Die EU-Kommission hat unter einer Reihe von Auflagen die Verstaatlichung des taumelnden Energieriesen Uniper genehmigt. Die Bedingungen der EU-Beihilfevorschriften seien erfüllt, hieß es am Dienstagabend in einer Erklärung. Die Ausnahmesituation bei Finanzlage und Liquidität von Uniper gehe auf den russischen Angriffskrieg gegen die Ukraine und die anschließende Unterbrechung der Gaslieferungen zurück. Nach den Auflagen muss sich der Konzern bis Ende 2026 unter anderem von dem umstrittenen Steinkohlekraftwerk Datteln 4 und der russischen Tochter Unipro trennen. Der Bund habe sich zudem verpflichtet, seinen Anteil bis spätestens 2028 auf maximal 25 Prozent plus eine Aktie zu reduzieren.

Die Uniper-Aktionäre hatten am Vortag für den Plan gestimmt, dass der Konzern nahezu komplett vom Staat übernommen werden soll. Er macht seit Monaten Verluste, weil er teuren Ersatz für ausbleibende Erdgaslieferungen aus Russland besorgen muss. Nach dem Kartellrecht hatten die Wettbewerbshüter bereits grünes Licht gegeben.

Neuausrichtung von Gashändler genehmigt

"Die Stabilisierung von Uniper ist gelungen", sagte Uniper-Vorstandschef Klaus-Dieter Maubach. Die beschlossenen Kapitalmaßnahmen könne Uniper mit der vorliegenden EU-Genehmigung durchführen. "Für die nun zu veräußernden Anlagen und Geschäfte setzen wir alles daran, die besten Eigentümer zu finden." Mit der EU-Genehmigung sei die letzte Hürde genommen worden.

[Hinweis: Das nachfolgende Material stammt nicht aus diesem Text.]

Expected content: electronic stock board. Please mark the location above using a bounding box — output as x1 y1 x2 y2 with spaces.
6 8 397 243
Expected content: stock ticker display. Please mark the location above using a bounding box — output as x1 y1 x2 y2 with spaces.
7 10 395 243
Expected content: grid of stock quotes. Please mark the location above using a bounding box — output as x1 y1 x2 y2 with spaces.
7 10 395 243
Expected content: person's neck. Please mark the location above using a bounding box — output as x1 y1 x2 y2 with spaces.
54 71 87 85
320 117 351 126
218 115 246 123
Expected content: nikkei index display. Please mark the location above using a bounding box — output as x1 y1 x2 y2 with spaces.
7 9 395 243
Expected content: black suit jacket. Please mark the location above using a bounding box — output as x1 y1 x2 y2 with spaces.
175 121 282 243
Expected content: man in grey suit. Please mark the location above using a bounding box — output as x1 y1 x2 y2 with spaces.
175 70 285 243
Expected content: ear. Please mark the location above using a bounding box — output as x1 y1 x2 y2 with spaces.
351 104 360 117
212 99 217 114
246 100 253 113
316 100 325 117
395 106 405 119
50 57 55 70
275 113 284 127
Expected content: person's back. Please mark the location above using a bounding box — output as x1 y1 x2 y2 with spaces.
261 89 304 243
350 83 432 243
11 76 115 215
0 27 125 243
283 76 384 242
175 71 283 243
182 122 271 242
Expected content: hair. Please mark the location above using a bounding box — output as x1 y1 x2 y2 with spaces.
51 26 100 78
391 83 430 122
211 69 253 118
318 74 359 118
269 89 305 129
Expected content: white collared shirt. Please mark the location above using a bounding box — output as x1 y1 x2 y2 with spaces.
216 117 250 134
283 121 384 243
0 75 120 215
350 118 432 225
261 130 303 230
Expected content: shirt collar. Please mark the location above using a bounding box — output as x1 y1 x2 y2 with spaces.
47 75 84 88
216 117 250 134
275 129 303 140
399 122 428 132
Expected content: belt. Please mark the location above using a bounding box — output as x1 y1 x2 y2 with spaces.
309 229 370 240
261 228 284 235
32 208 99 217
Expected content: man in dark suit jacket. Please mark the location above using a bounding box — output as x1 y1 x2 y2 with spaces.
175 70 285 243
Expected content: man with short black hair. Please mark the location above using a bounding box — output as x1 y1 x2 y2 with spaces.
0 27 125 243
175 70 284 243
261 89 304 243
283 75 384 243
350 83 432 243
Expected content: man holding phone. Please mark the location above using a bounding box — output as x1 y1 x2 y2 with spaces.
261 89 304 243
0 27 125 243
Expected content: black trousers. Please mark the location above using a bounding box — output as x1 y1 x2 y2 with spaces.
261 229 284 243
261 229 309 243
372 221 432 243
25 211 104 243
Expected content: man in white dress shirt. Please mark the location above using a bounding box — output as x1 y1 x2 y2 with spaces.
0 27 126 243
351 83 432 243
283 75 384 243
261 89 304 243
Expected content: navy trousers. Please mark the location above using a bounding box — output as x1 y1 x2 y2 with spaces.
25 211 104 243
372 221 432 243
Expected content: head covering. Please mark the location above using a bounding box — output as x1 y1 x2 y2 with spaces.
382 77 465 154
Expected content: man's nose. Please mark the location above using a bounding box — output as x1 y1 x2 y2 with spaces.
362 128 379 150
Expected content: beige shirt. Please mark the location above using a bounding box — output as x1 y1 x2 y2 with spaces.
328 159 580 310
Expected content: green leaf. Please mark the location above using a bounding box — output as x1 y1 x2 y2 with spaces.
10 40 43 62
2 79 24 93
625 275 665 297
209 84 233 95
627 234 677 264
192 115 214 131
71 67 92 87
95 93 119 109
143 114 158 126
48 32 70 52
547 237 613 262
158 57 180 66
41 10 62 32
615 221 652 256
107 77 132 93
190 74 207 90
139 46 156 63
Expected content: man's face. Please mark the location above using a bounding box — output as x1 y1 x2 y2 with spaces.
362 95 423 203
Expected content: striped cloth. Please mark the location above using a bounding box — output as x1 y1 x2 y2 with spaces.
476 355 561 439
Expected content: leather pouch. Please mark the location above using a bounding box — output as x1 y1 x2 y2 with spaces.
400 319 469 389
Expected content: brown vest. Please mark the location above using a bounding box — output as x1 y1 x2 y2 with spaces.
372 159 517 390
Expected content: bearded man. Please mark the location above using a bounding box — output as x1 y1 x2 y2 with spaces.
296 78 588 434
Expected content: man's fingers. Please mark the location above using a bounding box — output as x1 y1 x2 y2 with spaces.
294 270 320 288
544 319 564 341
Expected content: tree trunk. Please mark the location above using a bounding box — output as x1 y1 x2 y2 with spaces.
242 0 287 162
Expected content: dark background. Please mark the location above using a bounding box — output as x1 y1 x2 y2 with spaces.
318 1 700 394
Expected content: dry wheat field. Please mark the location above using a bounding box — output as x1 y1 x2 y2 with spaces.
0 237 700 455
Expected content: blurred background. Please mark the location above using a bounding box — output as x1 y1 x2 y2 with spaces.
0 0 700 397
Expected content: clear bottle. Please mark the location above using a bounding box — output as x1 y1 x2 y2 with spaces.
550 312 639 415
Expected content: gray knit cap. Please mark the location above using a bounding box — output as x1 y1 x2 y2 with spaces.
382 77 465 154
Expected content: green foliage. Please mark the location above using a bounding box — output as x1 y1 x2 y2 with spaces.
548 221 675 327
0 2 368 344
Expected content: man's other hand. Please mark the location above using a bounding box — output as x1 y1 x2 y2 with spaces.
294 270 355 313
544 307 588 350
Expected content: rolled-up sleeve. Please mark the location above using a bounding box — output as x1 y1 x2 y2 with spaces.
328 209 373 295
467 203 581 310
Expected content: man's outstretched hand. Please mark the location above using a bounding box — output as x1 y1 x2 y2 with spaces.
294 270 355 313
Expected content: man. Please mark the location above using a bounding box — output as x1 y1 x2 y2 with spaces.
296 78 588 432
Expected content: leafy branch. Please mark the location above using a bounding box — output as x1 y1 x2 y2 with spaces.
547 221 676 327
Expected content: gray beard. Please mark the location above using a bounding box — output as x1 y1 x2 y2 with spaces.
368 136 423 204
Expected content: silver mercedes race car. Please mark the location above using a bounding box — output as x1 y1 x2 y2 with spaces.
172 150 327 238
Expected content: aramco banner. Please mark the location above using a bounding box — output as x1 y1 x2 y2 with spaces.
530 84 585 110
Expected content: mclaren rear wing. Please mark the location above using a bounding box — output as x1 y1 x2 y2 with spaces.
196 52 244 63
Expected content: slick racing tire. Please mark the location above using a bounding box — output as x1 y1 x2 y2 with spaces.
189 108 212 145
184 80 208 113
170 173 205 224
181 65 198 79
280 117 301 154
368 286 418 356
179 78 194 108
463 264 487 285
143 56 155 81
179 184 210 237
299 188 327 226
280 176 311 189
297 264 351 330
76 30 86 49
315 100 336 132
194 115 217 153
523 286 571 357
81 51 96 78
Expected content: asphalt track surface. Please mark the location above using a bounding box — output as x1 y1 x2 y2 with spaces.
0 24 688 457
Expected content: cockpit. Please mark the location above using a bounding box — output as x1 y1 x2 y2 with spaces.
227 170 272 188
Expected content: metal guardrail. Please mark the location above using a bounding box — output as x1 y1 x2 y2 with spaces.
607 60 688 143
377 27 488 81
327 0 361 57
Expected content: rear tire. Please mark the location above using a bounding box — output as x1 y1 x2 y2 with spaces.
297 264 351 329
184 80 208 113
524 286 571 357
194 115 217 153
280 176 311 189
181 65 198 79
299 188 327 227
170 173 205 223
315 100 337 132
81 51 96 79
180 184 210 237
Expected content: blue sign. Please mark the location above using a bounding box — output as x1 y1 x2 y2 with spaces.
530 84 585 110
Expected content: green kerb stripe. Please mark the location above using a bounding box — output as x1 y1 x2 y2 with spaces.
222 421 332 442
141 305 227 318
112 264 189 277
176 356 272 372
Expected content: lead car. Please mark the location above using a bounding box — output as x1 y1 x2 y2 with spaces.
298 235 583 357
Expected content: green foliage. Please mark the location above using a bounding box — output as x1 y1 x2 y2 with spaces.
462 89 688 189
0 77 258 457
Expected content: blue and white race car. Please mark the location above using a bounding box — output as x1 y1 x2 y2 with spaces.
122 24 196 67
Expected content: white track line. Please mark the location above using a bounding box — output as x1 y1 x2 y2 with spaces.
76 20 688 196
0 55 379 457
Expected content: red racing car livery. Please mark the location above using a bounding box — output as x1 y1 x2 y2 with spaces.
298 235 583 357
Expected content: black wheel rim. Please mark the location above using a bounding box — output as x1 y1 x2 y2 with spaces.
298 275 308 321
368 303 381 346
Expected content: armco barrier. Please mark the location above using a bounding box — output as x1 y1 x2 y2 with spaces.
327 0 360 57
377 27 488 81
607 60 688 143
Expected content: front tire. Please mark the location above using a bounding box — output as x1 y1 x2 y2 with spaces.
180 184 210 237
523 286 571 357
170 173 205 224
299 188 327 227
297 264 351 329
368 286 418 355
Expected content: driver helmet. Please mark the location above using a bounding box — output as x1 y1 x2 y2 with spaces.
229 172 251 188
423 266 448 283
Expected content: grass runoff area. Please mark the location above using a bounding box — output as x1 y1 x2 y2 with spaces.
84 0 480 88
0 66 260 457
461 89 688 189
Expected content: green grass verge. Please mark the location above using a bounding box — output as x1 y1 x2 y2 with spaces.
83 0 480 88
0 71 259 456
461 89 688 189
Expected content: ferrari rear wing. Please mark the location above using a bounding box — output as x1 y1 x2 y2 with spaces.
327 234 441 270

Die EU-Kommission hat auch die Neuausrichtung des staatlichen Gashändlers Securing Energy for Europe (Sefe) - die frühere Gazprom Germania - beihilferechtlich genehmigt. Das gab das Bundeswirtschaftsministerium bekannt. Der Bund dürfe konkret 6,3 Milliarden Euro zusätzliches Eigenkapital in die Gesellschaft einbringen. "Die Europäische Kommission hat mit ihrer heutigen Entscheidung bestätigt, dass diese Maßnahme erforderlich ist, um die Versorgungssicherheit in Deutschland abzusichern und zu gewährleisten", hieß es. Verbunden damit seien wettbewerbliche Auflagen. (reu)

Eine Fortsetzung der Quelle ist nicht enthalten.